Earlier this week, at the South Africa–China Trade and Investment Promotion Conference in Johannesburg, China’s Ambassador to South Africa, Mr Wu Peng, stated, among other things, that:

“In recent years, China has steadily increased imports from South Africa. Take agriculture as an example: today, as avocados and dairy products have gained market access to China, 68 categories of South African agri-food products can be exported to China. 90% of South Africa’s pecans and half of its macadamias are sold to China. These products have enriched the food baskets of Chinese consumers, and more importantly, increased the incomes of South African farmers and exporters.”

I want to add that while we appreciate this momentum and want to see a deeper integration of agricultural products into China, there are still some constraints. For example, many of the products that Mr Wu Peng mentioned still face various levels of tariffs. Consider our macadamia nuts; they face a 12% tariff in China. In the case of wine, the industry faces tariffs ranging from 14% to 20% (depending on whether the wine is bottled or sold in bulk).

Still, I say this not to discourage the trade conversation with China, but to highlight that there remain essential hindrances that both our countries must work on. We face these tariffs because we don’t have a formal trade agreement. Such an agreement would involve various trade-offs, with implications for other sectors of the South African economy; therefore, policymakers will need to be cognizant of these when engaging with China.

Still, the Chinese market remains vital for the growth of our agricultural sector, and it is the second-largest market in the world, accounting for roughly 11% of global agricultural imports in 2023, valued at US$218 billion. The leading suppliers of farm products to China are Brazil, the U.S., Thailand, Australia, New Zealand, Indonesia, Canada, Vietnam, France, Russia, Argentina, Chile, Ukraine, the Netherlands, and Malaysia.

South Africa remains a negligible player in the Chinese agricultural market, accounting for a mere 0.4% (US$979 million) of China’s agricultural imports of US$218 billion in 2023. These exports include a variety of fruits, wine, red meat, nuts, maize, soybeans, and wool. Some of these products are subject to various levels of tariffs.

Our goal is to achieve greater access to more fruits, grains, wine, and beef at lower tariff levels. There is room for more ambitious agricultural export efforts.

China’s offer to remove tariffs on various products from the African continent remains a key consideration in these conversations. However, any South African policymaker must remember that our economy is diverse. While I generally write about agriculture here, when engaging with China broadly, one must consider the implications for other sectors of our economy in any conversation involving trade agreements with countries such as China.
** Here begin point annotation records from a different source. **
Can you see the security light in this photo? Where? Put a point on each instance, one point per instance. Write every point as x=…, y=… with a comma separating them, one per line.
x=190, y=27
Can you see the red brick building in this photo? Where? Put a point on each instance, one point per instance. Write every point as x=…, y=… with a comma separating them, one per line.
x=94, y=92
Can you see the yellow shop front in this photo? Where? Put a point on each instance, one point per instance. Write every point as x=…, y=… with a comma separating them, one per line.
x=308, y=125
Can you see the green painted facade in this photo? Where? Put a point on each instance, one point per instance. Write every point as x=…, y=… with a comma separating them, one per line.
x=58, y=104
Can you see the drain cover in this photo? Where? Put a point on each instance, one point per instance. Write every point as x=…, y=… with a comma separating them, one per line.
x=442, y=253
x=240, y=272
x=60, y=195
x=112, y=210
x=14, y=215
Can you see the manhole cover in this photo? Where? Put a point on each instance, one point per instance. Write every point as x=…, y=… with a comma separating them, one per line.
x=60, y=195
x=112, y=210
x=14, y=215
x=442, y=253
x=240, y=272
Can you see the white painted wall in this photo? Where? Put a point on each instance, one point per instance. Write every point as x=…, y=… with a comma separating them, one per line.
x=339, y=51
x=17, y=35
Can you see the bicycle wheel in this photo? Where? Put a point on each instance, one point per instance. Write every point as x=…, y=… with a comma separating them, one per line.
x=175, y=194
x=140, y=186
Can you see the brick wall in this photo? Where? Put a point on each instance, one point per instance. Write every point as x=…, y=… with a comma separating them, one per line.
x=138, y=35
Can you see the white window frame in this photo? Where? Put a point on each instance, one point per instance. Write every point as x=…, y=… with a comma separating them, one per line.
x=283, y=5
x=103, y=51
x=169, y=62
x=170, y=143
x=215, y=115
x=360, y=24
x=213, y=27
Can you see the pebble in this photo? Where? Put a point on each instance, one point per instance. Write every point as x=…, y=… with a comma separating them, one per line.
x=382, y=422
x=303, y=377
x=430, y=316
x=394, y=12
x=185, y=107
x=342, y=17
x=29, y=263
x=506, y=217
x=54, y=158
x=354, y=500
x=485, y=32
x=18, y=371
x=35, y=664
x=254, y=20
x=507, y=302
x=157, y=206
I raise this because China, like other countries globally, will eventually look to the world to increase its exports as it encounters friction in the U.S. market. Such diversification efforts may involve the African continent, which, for now, is starting from a generous path of extending zero-tariff access. It is possible that, in the long run, reciprocity will be China’s request, which is a fair point in terms of trade; it cannot be a one-way approach.

If such a possibility exists, then each country will need to approach China’s offer of zero tariffs with a long-term mindset and consideration for other sectors of the economy. In the South African context, while we want agriculture to have deeper access in China, this is one matter we must keep in mind, and possibly an issue our policymakers are contemplating. Balancing the tradeoffs will be tricky.